Another source says owing to the magnitude of the contract, RDA could make a concession of the dual carriageway to two companies.

Zambia is currently sitting on over $17bn on foreign debt. The country’s creditors are said to be about to commit to debt relief needed to unlock $1.4bn from the IMF, which is needed to restructure the country’s debt.

Chinese grip

Avic International’s front role in the bidding process manifests how deep-rooted the Chinese companies are in Zambia’s geopolitical landscape and the fierce competition among Chinese companies in the Southern African country.

The UPND, in opposition,  frequently criticised Avic for its open support to then ruling Patriotic Front and its provision of financial and material support to the former ruling party.
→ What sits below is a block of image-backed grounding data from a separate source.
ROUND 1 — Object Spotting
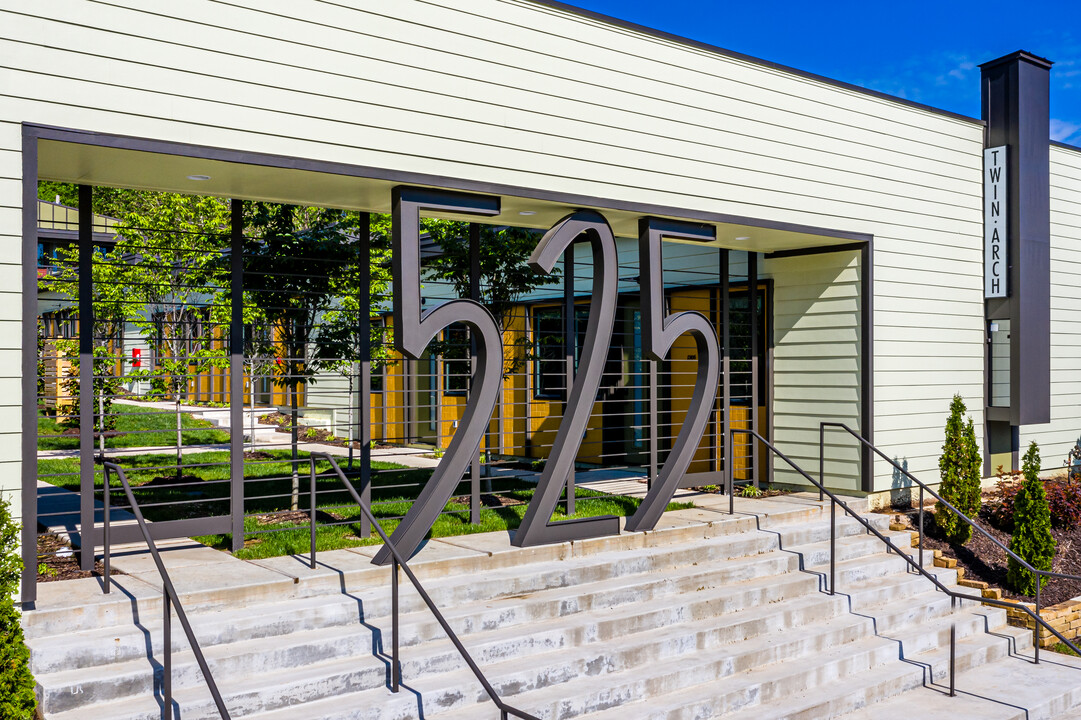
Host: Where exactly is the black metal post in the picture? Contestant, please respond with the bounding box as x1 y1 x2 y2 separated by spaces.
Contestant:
469 223 482 525
563 245 575 515
748 252 759 489
727 427 734 515
310 460 317 570
950 595 956 697
21 128 40 605
78 184 95 571
392 557 401 692
230 200 245 552
919 485 925 569
720 249 731 504
103 471 111 594
818 423 825 502
358 213 372 538
164 590 173 720
1036 579 1041 664
830 499 836 595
“In Zambia, there are always Chinese for each ruling political party. UPND condemned Avic, but today, here they are in bed with them,” said Cletus Chisanga, a Lusaka-based development consultant. “It will not mark a new day for Zambia if Avic wins the tender for the Lusaka-Ndola dual carriageway. This is business as usual,” he says.

A source within the Chinese community says CJIC “would be happy to see the project be awarded to the consortium led by Velos” than AVIC International.

“CJIC [is] not friends with AVIC despite both being owned by the government of China, so to see the project given to AVIC would be a smack in the face for China Jiangxi,” he says.